Une personne peut influencer le destin de centaines d’autres, changer le cours de son époque. C’est un des thèmes majeurs développé par Robin Hobb avec ses concepts de Prophète et Catalyseur. Mais, un homme peut aussi marquer une autre : c’est le cas du père de Molly, cet alcoolique violent qui a durablement influencé sa fille.
La première fois que le lecteur rencontre un personnage est importante car elle lui donne une première impression qui durera et un premier avis sur lui. Très vite, on comprend que le père de Molly est un individu ingrat, gratuitement méchant, violent. Son attitude laisse peu de place au doute (« il s’est réveillé presque dessaoulé il y a une heure et il s’est mis à te traiter de tous les noms en voyant que tu avais disparu et que le feu était éteint »). La composante alcoolique apparait également.
Molly est une enfant battue. Son père la frappe et il abuse d’elle verbalement. Il emploie des mots qui la rabaissent et, pire, qui la font culpabiliser. Il se moque que Molly soit avec des amis ou qu’elle ait simplement envie de jouer, il faut qu’il la blesse : « encore à voler dans les fumoirs, je parie, et à me faire honte ! Essaye seulement de te sauver et t’en auras deux fois plus que je t’aurais attrapée ». Que peut faire Molly ? Pas grand-chose puisque sa mère est morte. Sans son père, elle n’aurait pas de toit à vivre. Elle s’accroche donc à lui tant bien que mal, faute de mieux.
Lorsque Fitz attaque son père en mélangeant le Vif et l’Art et le fait perdre connaissance, Molly est terrifiée. Elle culpabilise. Elle n’est plus la victime mais, en quelque sorte, la responsable de tout le malheur. Son ton et ses mots employés laissent peu de place au doute. Elle sanglote, elle pleure : « je t’en prie, ne meurs pas, je regrette d’avoir été méchante ! Ne meurs pas ! Je serai sage, je te le promets ! »… La seule chose qu’elle a fait est d’avoir été jouée après de longs jours de travail ; elle est seule à s’occuper de la boutique de bougies puisque son père n’est plus capable de rien de bon.

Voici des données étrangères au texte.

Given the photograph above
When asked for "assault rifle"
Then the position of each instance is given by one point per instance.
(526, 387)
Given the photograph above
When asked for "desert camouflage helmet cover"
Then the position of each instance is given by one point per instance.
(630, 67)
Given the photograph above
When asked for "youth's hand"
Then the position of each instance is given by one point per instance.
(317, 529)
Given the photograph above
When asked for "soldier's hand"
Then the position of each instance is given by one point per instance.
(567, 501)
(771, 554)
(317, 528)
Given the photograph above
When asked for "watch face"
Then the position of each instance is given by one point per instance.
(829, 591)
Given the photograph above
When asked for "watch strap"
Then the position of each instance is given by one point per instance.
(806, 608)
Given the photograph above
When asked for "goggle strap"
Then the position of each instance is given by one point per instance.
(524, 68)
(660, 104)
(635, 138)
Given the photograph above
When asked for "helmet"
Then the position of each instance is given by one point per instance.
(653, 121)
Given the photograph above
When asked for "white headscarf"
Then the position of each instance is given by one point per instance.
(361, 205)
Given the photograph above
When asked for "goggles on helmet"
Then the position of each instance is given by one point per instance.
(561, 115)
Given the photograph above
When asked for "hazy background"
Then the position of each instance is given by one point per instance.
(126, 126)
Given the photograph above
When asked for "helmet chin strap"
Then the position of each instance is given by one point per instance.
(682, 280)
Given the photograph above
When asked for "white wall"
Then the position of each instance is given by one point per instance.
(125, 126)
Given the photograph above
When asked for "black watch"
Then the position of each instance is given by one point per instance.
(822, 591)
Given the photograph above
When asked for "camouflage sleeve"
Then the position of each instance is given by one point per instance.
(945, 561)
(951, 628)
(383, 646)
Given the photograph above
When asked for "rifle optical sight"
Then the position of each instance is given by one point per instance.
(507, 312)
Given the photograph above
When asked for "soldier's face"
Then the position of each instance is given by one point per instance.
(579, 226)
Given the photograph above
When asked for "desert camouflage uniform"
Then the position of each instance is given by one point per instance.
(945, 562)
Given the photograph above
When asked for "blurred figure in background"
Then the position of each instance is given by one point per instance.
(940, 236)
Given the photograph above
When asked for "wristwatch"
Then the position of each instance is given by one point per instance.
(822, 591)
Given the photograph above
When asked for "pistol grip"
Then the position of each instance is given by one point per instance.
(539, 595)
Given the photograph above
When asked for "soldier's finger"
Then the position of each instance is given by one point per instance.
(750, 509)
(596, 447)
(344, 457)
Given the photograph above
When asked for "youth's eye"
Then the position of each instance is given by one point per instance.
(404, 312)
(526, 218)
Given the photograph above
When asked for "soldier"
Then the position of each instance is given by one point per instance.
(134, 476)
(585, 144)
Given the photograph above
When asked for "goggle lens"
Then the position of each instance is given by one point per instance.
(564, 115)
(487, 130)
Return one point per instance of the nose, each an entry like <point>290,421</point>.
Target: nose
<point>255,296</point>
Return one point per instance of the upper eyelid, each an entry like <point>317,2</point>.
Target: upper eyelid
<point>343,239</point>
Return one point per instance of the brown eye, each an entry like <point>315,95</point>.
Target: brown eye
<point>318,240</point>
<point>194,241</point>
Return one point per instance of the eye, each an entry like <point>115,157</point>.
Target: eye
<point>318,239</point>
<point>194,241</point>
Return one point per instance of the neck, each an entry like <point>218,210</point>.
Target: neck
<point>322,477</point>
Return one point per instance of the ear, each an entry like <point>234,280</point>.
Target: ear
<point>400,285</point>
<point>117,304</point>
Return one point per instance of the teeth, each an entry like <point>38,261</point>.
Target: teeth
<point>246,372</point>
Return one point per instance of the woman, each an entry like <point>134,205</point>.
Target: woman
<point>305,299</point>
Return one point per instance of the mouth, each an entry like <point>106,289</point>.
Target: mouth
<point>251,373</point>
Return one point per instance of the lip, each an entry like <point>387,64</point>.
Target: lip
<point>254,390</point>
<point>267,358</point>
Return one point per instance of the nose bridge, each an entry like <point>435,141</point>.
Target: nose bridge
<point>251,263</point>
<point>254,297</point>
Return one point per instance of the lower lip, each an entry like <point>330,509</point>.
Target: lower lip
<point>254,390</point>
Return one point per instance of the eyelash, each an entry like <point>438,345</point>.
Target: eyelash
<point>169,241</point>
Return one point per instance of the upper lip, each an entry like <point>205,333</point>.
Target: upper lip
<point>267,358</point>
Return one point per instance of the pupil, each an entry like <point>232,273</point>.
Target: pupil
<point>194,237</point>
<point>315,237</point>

L’inutilité du père semble être répandue à Bourg-de-Castelcerf, comme son alcoolisme. Le voir vivre mort ne choque personne (« les rares passants que nous croisèrent ne nous prêtèrent aucune attention. Je supposai que le spectacle de Molly ramenant son papa à la maison n’avait rien d’original à leurs yeux »). L’alcool ingurgite jour après jour a des conséquences : il devient une épave. Sa faiblesse est apparente et Fitz dresse un pronostic négatif : « de maigre, il était devenu squelettique (…) je regardai les ongles et les lèvres de l’homme et je sus, malgré la distance qui nous séparait, qu’il n’en avait plus pour longtemps à vivre ».

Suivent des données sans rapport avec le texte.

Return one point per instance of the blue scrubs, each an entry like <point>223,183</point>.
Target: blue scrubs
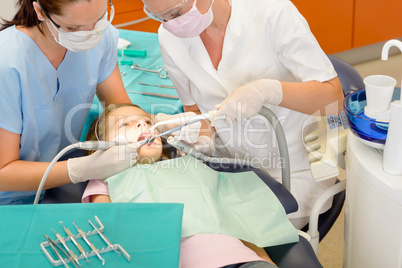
<point>48,107</point>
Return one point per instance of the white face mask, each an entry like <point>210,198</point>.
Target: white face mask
<point>190,24</point>
<point>83,40</point>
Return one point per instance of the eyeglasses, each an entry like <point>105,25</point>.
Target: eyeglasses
<point>55,24</point>
<point>171,13</point>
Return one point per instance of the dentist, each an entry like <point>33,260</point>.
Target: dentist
<point>240,55</point>
<point>54,57</point>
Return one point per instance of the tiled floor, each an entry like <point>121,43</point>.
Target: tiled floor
<point>330,252</point>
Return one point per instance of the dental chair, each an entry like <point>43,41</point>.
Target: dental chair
<point>301,254</point>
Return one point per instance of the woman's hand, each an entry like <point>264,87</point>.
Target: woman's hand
<point>187,133</point>
<point>102,164</point>
<point>246,101</point>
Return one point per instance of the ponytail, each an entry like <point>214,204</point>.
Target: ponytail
<point>25,16</point>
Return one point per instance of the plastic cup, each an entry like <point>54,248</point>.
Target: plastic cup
<point>379,90</point>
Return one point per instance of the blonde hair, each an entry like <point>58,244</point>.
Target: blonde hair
<point>98,129</point>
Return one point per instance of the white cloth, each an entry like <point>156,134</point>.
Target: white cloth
<point>264,39</point>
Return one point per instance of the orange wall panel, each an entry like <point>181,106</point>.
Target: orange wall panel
<point>330,21</point>
<point>130,10</point>
<point>377,21</point>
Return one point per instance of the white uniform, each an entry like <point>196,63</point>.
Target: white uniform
<point>263,39</point>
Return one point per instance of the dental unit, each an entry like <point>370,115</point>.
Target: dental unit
<point>373,204</point>
<point>104,145</point>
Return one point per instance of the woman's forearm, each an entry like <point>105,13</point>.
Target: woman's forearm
<point>312,97</point>
<point>26,175</point>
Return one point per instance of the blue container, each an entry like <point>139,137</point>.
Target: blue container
<point>365,127</point>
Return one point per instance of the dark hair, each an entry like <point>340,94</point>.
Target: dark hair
<point>26,15</point>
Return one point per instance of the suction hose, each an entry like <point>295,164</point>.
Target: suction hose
<point>282,144</point>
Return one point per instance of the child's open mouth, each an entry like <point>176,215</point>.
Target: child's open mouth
<point>145,136</point>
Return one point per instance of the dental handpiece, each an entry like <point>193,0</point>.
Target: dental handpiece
<point>193,119</point>
<point>102,145</point>
<point>103,237</point>
<point>70,252</point>
<point>92,246</point>
<point>79,247</point>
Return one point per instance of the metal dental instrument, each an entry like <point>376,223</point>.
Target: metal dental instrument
<point>70,252</point>
<point>103,237</point>
<point>194,119</point>
<point>92,246</point>
<point>79,247</point>
<point>153,85</point>
<point>166,96</point>
<point>173,130</point>
<point>162,72</point>
<point>52,245</point>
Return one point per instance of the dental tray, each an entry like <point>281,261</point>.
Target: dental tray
<point>371,131</point>
<point>45,246</point>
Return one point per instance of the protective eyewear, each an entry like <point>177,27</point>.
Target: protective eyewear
<point>172,13</point>
<point>58,26</point>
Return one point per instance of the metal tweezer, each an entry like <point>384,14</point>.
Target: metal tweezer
<point>154,85</point>
<point>166,96</point>
<point>53,246</point>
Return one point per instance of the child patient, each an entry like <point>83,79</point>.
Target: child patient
<point>198,247</point>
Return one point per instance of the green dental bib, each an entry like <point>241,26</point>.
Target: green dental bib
<point>235,204</point>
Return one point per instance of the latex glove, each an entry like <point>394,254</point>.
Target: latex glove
<point>246,101</point>
<point>103,163</point>
<point>205,145</point>
<point>188,133</point>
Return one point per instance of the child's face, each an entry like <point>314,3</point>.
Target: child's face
<point>133,124</point>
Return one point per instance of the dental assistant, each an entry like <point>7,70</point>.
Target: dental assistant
<point>240,55</point>
<point>54,57</point>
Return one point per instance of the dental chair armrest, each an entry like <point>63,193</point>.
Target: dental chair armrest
<point>285,197</point>
<point>295,255</point>
<point>70,193</point>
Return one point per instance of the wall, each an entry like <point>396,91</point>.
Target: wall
<point>7,9</point>
<point>341,25</point>
<point>127,11</point>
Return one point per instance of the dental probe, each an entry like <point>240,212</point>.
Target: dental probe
<point>87,145</point>
<point>63,242</point>
<point>75,241</point>
<point>52,245</point>
<point>103,237</point>
<point>92,246</point>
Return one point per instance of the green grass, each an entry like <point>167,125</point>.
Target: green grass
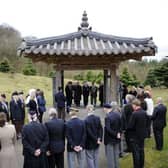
<point>153,159</point>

Fitz assiste à la relation entre Molly et son père. Il ne comprend pas pourquoi son amie est si passive, pourquoi elle laisse faire. Fitz perçoit que Molly est maltraitée (« elle portait souvent les marques des coups qui lui donnait son père ») mais il voit aussi qu’elle reste là à subir et lui trouver des excuses (« elle persistait à s’occuper de lui malgré sa cruauté. Cela, je ne l’ai jamais compris »). On peut supposer que les deux se sont rattachés l’un à l’autre après la mort de la mère et qu’ils ont été peu à peu pris dans une dynamique toxique. Molly n’avait que lui pour survivre à oins de vivre dans la rue.
D’ailleurs, on en a une preuve quand le père meurt. Molly perd tout et manque de se retrouver à la rue (« mon père est mort en ne me laissant que des dettes et les créanciers m’ont pris la boutique »). L’héritage du père de Molly est donc aussi néfaste que sa vie.
Même mort, le père influence encore Molly. Quand un Fitz affaibli revient des Montagnes, elle a du mal à croire ce qu’il dit. Elle l’accuse de proférer des mensonges comme le ferait son père : « tu es comme père. Il était toujours persuadé que je mentais parce qu’il mentait sans arrêt. Comme toi ». Pour ne rien arranger, Molly est durablement touchée par des paroles répétées encore et encore durant sa jeunesse. Tous ceux qui la connaissaient lui promettaient un avenir sombre. Elle ne pouvait devenir qu’une vaurienne car « j’étais la fille d’un ivrogne, j’épouserais un ivrogne et j’aurais beaucoup de petits ivrognes ». Pour une jeune fille, ce sont des mots durs à entendre, comme les moqueries qui accompagnent les paroles.